To put it bluntly, the experiment is complicated. At its heart, it uses a space-based platform carrying a quantum-entangled sensor and some precise positioning systems. But understanding why it is useful to test quantum gravity first requires some explanation. Let’s first look at one of the most famous tenets of General Relativity—the Equivalence Principle.

The Equivalence Principle states that gravity and acceleration are the same. It is at the core of General Relativity, which treats gravity as a curve in spacetime rather than a fundamental force. But plenty of quantum gravity theories predict a deviation from this equivalence on minute scales—where quantum mechanics starts to take over.

To describe that deviation, physicists use a term known as the Eötvös parameter. It explains how closely gravitational mass and inertial mass are related. In General Relativity, at least, they should be the same. However, as things get closer to the realm of quantum mechanics, some theories that claim to offer a theory of quantum gravity start to see a divergence between the two, which is represented as a non-zero value for the Eötvös parameter.

So far, this parameter’s value has been tested down to about 10^-15 by the MICROSCOPE experiment, which was specially designed to test this theory. The researchers leading that project published a report back in 2022, and it remains our most accurate measurement of the Eötvös parameter to this day.

However, MICROSCOPE used traditional accelerometers, which—while they provided an estimate of more than 100 times what could be obtained on Earth—were not accurate enough to measure down to the 10^-18 level, where theories such as string theory predict there might be a deviation in the parameter.

Enter Dr. Shahriar and his team. Their goal is to develop a space-based platform that uses atom interferometers to constrain the parameter value down to 10^-20, at which point it could potentially prove or disprove some theories of quantum gravity. But to get there, they need to do a lot of groundwork first.

One step in the process is to understand how quantum entanglement could be utilized in these atom interferometers (AIs). AIs work by using atoms’ dual nature (which has a similar wave/particle duality to light) and splitting a beam of atoms onto separate paths using lasers. In the case of Dr. Shahriar’s experiment, these would be rubidium atoms. After they are split, if they are not observed, they enter into a state equivalent to the famous Schrödinger’s cat experiment of quantum mechanics.

However, creating such a quantum mechanical state has never been done before, which is the next step in Dr. Shahriar’s development work. His team has developed the “generalized echo squeezing protocol,” which theoretically allows them to maintain the quantum entangled state for long periods. Doing so would allow for precise measurements of discrepancies between the two states when they are eventually recombined, and those discrepancies could lead to a highly accurate measure of the Eötvös parameter.

The underlying technology, which the team called a “Schrödinger’s Cat Atom Interferometer” (SCAI) in a recent press release, could also be used for applications back on Earth. If possible, using their theoretical implementation, these sensors would be thousands of times more accurate than typical accelerometers or gyroscopes, which are already used in various applications like guidance and navigation systems and automotive.

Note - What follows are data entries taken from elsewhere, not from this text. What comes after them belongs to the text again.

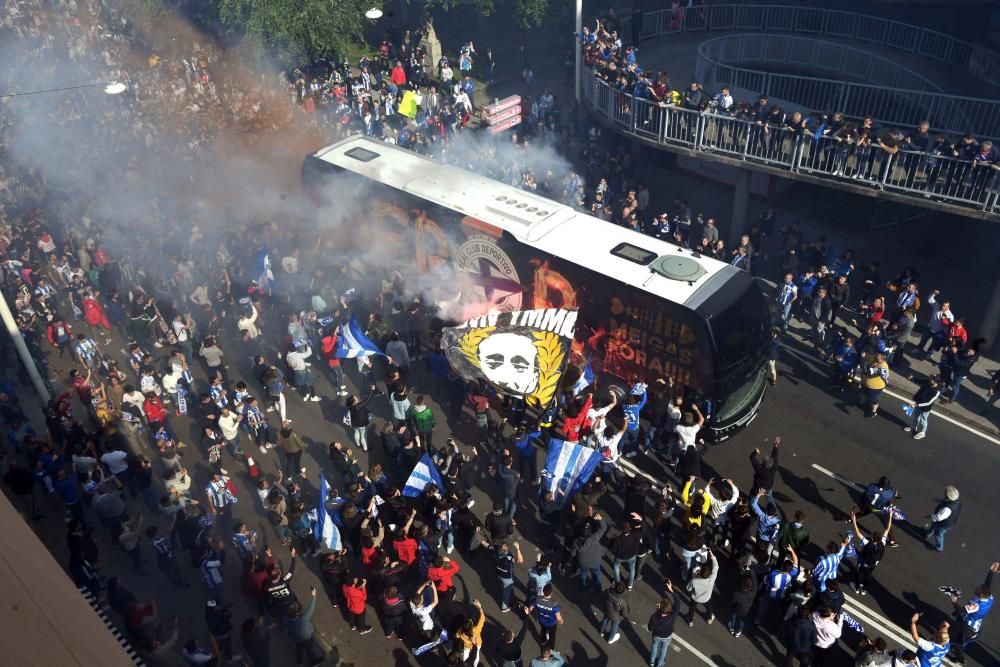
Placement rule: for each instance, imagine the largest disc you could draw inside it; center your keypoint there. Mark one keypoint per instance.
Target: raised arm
(697, 411)
(913, 627)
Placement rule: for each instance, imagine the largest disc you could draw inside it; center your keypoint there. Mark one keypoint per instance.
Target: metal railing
(891, 93)
(942, 178)
(980, 61)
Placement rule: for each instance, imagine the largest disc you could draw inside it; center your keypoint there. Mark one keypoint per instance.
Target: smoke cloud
(203, 152)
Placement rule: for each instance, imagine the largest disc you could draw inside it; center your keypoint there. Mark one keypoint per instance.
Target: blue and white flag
(424, 473)
(423, 648)
(325, 531)
(568, 467)
(586, 378)
(263, 269)
(352, 342)
(852, 622)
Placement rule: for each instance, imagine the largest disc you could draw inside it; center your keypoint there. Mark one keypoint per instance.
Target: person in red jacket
(329, 346)
(404, 544)
(356, 596)
(576, 418)
(255, 574)
(60, 334)
(441, 573)
(398, 75)
(96, 316)
(155, 412)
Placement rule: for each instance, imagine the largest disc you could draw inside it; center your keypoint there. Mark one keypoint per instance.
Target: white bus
(647, 309)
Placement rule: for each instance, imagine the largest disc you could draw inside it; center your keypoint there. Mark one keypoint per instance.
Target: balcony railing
(921, 175)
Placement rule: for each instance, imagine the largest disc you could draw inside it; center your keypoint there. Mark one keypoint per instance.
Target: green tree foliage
(531, 13)
(300, 28)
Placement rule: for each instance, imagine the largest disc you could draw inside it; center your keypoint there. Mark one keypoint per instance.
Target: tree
(300, 28)
(530, 13)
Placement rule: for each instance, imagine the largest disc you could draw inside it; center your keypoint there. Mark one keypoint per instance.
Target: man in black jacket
(764, 470)
(661, 626)
(818, 315)
(840, 294)
(626, 547)
(923, 401)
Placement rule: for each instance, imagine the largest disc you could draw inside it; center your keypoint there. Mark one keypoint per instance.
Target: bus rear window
(361, 154)
(633, 253)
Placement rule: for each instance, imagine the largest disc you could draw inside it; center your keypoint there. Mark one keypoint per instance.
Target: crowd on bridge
(185, 365)
(917, 160)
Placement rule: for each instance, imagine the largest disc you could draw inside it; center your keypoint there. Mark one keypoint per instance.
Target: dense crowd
(179, 367)
(927, 162)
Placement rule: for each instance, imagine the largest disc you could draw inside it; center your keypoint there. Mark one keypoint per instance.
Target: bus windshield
(741, 334)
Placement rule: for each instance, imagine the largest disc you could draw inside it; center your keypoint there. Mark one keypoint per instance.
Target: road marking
(695, 652)
(678, 641)
(996, 441)
(842, 480)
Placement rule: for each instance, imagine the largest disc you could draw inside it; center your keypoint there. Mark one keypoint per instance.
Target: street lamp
(110, 88)
(578, 48)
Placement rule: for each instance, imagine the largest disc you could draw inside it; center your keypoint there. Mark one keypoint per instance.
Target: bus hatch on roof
(673, 267)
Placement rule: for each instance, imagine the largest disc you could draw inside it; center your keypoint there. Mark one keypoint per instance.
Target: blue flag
(262, 271)
(424, 473)
(586, 378)
(568, 467)
(325, 531)
(852, 622)
(352, 342)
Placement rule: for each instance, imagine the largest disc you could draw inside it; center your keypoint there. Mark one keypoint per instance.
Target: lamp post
(577, 47)
(110, 88)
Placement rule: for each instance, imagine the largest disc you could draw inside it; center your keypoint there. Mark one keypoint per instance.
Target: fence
(891, 93)
(951, 113)
(886, 33)
(942, 178)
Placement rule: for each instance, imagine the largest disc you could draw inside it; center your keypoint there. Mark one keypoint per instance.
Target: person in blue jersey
(931, 653)
(777, 584)
(829, 563)
(632, 407)
(969, 617)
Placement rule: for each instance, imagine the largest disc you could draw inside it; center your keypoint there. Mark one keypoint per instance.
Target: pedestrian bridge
(766, 49)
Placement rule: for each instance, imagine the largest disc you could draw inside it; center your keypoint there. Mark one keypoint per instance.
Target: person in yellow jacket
(697, 504)
(471, 635)
(874, 378)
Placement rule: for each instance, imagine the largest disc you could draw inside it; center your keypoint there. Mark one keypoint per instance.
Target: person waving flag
(326, 531)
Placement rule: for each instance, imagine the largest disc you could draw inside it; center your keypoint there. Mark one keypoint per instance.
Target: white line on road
(677, 641)
(695, 652)
(996, 441)
(842, 480)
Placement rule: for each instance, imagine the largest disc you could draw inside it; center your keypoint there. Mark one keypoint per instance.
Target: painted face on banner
(509, 360)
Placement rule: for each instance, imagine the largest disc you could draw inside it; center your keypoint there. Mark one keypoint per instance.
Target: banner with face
(520, 353)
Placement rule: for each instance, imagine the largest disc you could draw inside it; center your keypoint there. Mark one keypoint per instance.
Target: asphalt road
(817, 428)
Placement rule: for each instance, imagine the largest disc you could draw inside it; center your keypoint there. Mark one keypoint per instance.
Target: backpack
(872, 553)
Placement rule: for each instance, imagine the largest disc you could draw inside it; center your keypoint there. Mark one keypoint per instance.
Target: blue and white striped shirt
(827, 567)
(778, 582)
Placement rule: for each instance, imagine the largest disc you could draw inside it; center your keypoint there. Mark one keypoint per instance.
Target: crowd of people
(180, 368)
(930, 163)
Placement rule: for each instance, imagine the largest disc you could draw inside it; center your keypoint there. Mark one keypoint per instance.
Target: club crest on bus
(487, 274)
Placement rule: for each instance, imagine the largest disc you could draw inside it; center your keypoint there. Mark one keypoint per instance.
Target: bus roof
(539, 222)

There is still much work to be done, even to prove that the theoretical implementation of this technology is possible in the real world. Once people start operating with quantum uncertainties, things tend to get tricky, not just for theoretical cats. But, if Dr. Shahriar and his team do make a functional space-borne SCAI, we will finally be a few steps closer to truly reconciling one of the biggest problems in modern physics.